転がる石はまろくなる。

オンボロと小自然と。

おっさんの完全な休日。

金曜の帰り、JR有楽町駅の混雑は尋常じゃなかった。ホームが一杯で階段でしばらく立ち往生、やっとホームに出てもやってきた京浜東北線には乗れず、次の山手線にも乗れず、さらにまた次の京浜東北線にはなんとか乗れたが、ぎゅうぎゅう詰めでなかなか扉が閉じられず。隣の東京駅までの間、死ぬかと思った。

混雑では、人間の本性が出る。こんにゃろーと思った。

そのせいなのかどうなのか、土曜の朝、やけに疲れていた。表現しにくいが、心身ともにどうにも駄目な状態だったので、予定を変更、一日ゆっくりと休むことにした。ちゃんと休むのも仕事のうち、と、プロのアスリートなら考えるかもしれないが、僕は人生を仕事に捧げているわけではなく、逆に、休みに好きなことをするために働いているので、休むときには休みたいし、好きなことをしたい。

雲ひとつない晴天だったので、そうだ風呂に行こうと、タオルや着替えを持って車で出かけた。近所のお気に入りの入浴施設が、最近経営が変わってリニューアルオープンしたので、行ってみることにする。チラシも入ってたし、混んでるかもしれないけど。

行ってみたら、案外空いてた。というか、ガラガラだった。お昼時だったからかな、露天風呂に他に誰もいなかった時も。のんびりできるのはいいんだが、経営が心配だ。ともかく、いつものお気に入りのとこに。奥まった、ぬる湯の一角で、わりと人気の場所だから、なかなか空かないこともあるんだが、今日はばっちり。青空を眺めながら、ゆっくりとできた。

昼飯どうしようか。天ぷらが食べたいなあと思った。揚げたての天ぷらがいいなあ。

風呂を出て、一階の食堂に行った。お、メニューに天ぷらがある。天ざるそばと、ノンアルを頼み、窓際の席でさんさんと陽に当たりながら料理を待つ。

すぐにブザーが鳴って呼ばれたので、作りおきの天ぷらかと一瞬がっかりしたが、予想を裏切って、なんと揚げたてだった。うまい。さくさくの天ぷらをいただきながら、ノンアルを飲む。クラフトビールがあったんだが。。。

揚げたての天ぷらだけで、うれしくなる。
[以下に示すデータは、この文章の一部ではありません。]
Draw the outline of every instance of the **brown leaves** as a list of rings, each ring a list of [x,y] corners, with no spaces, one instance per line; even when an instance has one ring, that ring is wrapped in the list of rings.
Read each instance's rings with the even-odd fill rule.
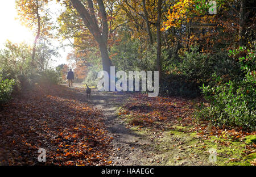
[[[61,86],[40,86],[0,111],[0,163],[108,165],[113,140],[102,115],[79,92]],[[46,162],[37,161],[46,150]]]

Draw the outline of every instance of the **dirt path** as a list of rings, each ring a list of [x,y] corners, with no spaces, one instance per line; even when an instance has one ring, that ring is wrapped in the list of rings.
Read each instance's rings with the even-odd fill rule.
[[[74,86],[75,88],[82,87],[81,85],[74,85]],[[138,119],[138,115],[129,117],[132,115],[128,113],[123,116],[122,114],[121,117],[119,116],[119,109],[125,104],[127,108],[127,104],[129,103],[128,104],[131,104],[130,108],[132,109],[129,109],[129,112],[134,112],[141,108],[144,111],[144,107],[147,105],[142,104],[141,107],[141,104],[149,103],[142,100],[143,99],[146,101],[150,100],[147,97],[143,98],[139,95],[133,94],[127,92],[98,92],[94,90],[90,99],[87,99],[104,115],[105,126],[113,138],[110,142],[112,148],[109,151],[110,157],[108,158],[108,161],[112,162],[111,165],[205,166],[226,165],[243,162],[239,164],[241,165],[250,165],[251,159],[254,158],[255,155],[246,156],[247,154],[244,153],[245,146],[247,149],[249,146],[245,144],[243,140],[237,143],[232,140],[232,136],[222,138],[220,134],[210,136],[210,130],[203,128],[207,125],[195,125],[189,123],[189,121],[187,123],[185,118],[189,117],[189,112],[193,109],[191,100],[188,99],[170,98],[162,102],[161,102],[163,98],[154,99],[151,102],[155,104],[154,109],[159,109],[158,107],[160,107],[161,113],[168,113],[168,120],[158,122],[156,119],[150,127],[129,125],[127,121]],[[139,100],[142,102],[134,102],[134,97],[138,96]],[[133,100],[129,101],[131,98]],[[164,104],[160,105],[160,103],[168,104],[168,107]],[[171,113],[169,113],[169,109],[172,110]],[[156,113],[160,113],[158,111],[156,111]],[[175,116],[176,117],[174,117]],[[254,145],[250,146],[252,148],[250,150],[253,153]],[[210,150],[212,149],[216,152],[214,155],[217,161],[214,162],[209,158],[211,155]]]
[[[75,87],[82,87],[75,84]],[[186,141],[197,139],[189,134],[182,136],[166,134],[166,132],[148,130],[145,133],[127,128],[117,111],[131,96],[127,92],[98,92],[93,90],[88,102],[99,108],[105,117],[105,124],[110,136],[113,148],[109,159],[113,165],[208,165],[207,155],[203,159],[185,150],[181,145]],[[181,130],[181,132],[183,130]],[[142,131],[142,133],[143,132]],[[180,133],[180,132],[179,132]],[[167,132],[167,133],[169,133]],[[185,135],[185,136],[184,136]],[[169,136],[167,139],[166,136]],[[200,142],[200,141],[196,142]],[[170,149],[170,147],[175,147]],[[191,157],[191,154],[193,157]],[[195,155],[195,156],[194,156]],[[181,161],[181,158],[184,158]]]
[[[75,87],[82,87],[81,85],[75,84]],[[126,127],[123,120],[118,117],[117,111],[129,98],[130,94],[117,92],[98,92],[93,90],[88,102],[100,109],[105,117],[105,123],[110,136],[113,149],[110,159],[114,165],[143,165],[142,159],[149,157],[149,145],[147,141]]]

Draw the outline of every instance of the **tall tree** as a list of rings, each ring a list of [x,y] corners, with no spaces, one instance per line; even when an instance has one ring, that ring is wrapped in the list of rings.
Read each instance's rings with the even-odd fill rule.
[[[39,10],[48,3],[48,0],[16,0],[15,2],[21,22],[31,28],[36,28],[32,52],[32,63],[34,64],[36,44],[41,31],[42,16],[39,14]]]
[[[110,73],[110,66],[112,65],[108,52],[107,42],[108,39],[109,28],[108,19],[102,0],[97,0],[99,9],[100,20],[96,18],[95,5],[92,0],[87,0],[86,6],[80,1],[71,0],[73,7],[77,10],[82,19],[84,24],[89,29],[91,34],[98,44],[101,51],[102,66],[104,71]],[[98,26],[100,24],[100,26]]]

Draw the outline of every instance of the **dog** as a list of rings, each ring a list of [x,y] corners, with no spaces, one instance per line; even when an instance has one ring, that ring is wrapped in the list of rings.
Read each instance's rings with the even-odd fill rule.
[[[85,83],[85,85],[86,85],[86,97],[88,98],[88,95],[89,97],[90,98],[90,92],[92,92],[92,89],[90,89],[90,88],[89,88],[88,86],[87,85],[86,83]]]

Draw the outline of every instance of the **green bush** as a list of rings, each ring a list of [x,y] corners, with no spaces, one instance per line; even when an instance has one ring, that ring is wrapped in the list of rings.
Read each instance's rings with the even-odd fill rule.
[[[40,73],[36,81],[39,83],[57,84],[60,81],[61,78],[59,72],[53,69],[48,69]]]
[[[230,56],[236,57],[242,50],[230,51]],[[246,57],[239,58],[240,71],[244,73],[243,76],[237,75],[224,83],[221,78],[217,77],[218,86],[203,85],[201,88],[210,106],[201,111],[201,114],[197,113],[199,118],[210,120],[217,125],[256,129],[255,53],[249,50],[247,53]]]
[[[9,101],[11,98],[15,82],[14,79],[3,79],[0,75],[0,105]]]
[[[85,81],[82,82],[84,85],[87,84],[88,86],[96,87],[100,78],[98,78],[98,72],[92,68],[88,74],[87,74]]]

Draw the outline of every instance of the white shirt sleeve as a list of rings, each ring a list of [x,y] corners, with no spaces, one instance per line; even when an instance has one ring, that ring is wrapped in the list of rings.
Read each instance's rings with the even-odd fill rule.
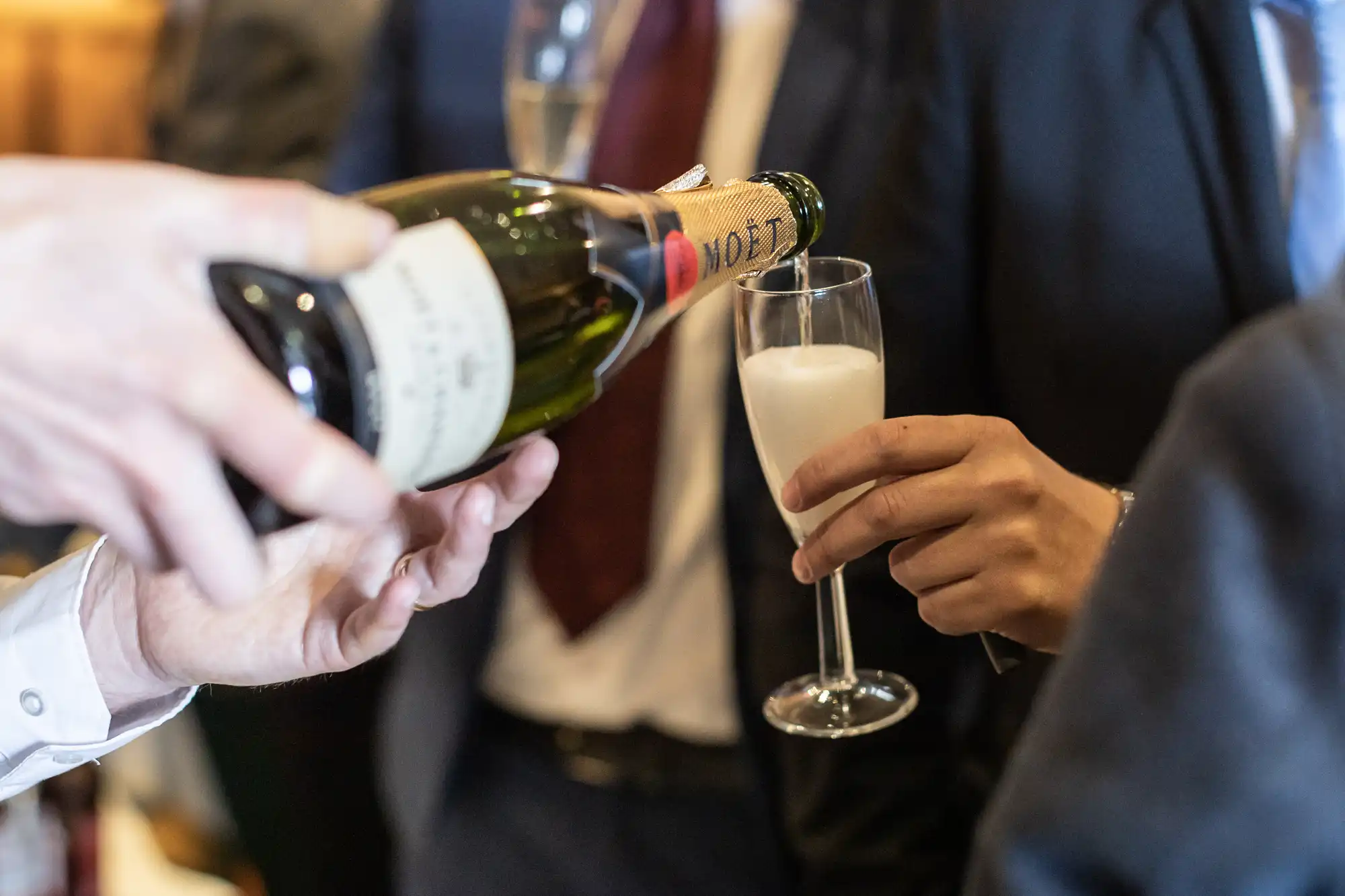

そばの方は残念ながらというか案の定というか、大したことはなかった。

食後、横になってしばらく休んでいたが、そばのアカスリ受付でずっと話し続けている男の無神経な大声が気になったので、さっさと出た。人生なんて適当でいいんだよー、などと笑顔で受付の女性に話している、四十がらみの男。酔ってるのかも知れないが、そんなとこで人生語るな。

陽気のなかを車でしばらく走り、田園風景のなかに建つ、なじみのカフェに行く。物静かな年配のご夫婦が営む、こじんまりとして、ゆっくりできるカフェだ。すっかり冬景色になった庭を眺めながら、コーヒーをいただく。いつも通りにおいしかった。会計を済ませ、いつものように庭を散策する。庭には木のベンチがあって、正面に太陽がある。太陽を見上げる景色が、僕は好きだ。

カフェの近くに最近出来た魚屋さんに行く。自宅の庭に建てたお店に入り、二点盛りの刺身を買う。ご主人がひとりで切り盛りをしている、小さな魚屋だ。並べられた刺身の点数も少ないが、なにか、いい意味で今っぽいなと思う。以前だったら、個人商店も目一杯の拡大指向で勝負、みたいな感じもありだったのだろうが、そうではなく、身の丈経営というか、無理をしてないところが好ましい。よりどりみどりをするなら大型スーパーに行けばいい。ひとつひとつが丁寧に作られた、数少ない商品のなかから、今日はどれにしようかなと選ぶのも悪くない。ぼくはできるだけ、個人や家族で経営するお店でお金を使うようにしている。ぼくが出したお金が、誰だかわからない巨大資本にばかり吸い取られるのは嫌だ。目の前で接客してくれる、感じのいいご主人に、お礼の意味も込めて支払いたい。

途中でスーパーに寄って、おいしいクラフトビールを買い込んで帰宅。日没前から、さっき買った刺身を肴に、ビールを飲みはじめる。

今日はいい日だった。

これが僕の、完全な休日の過ごし方。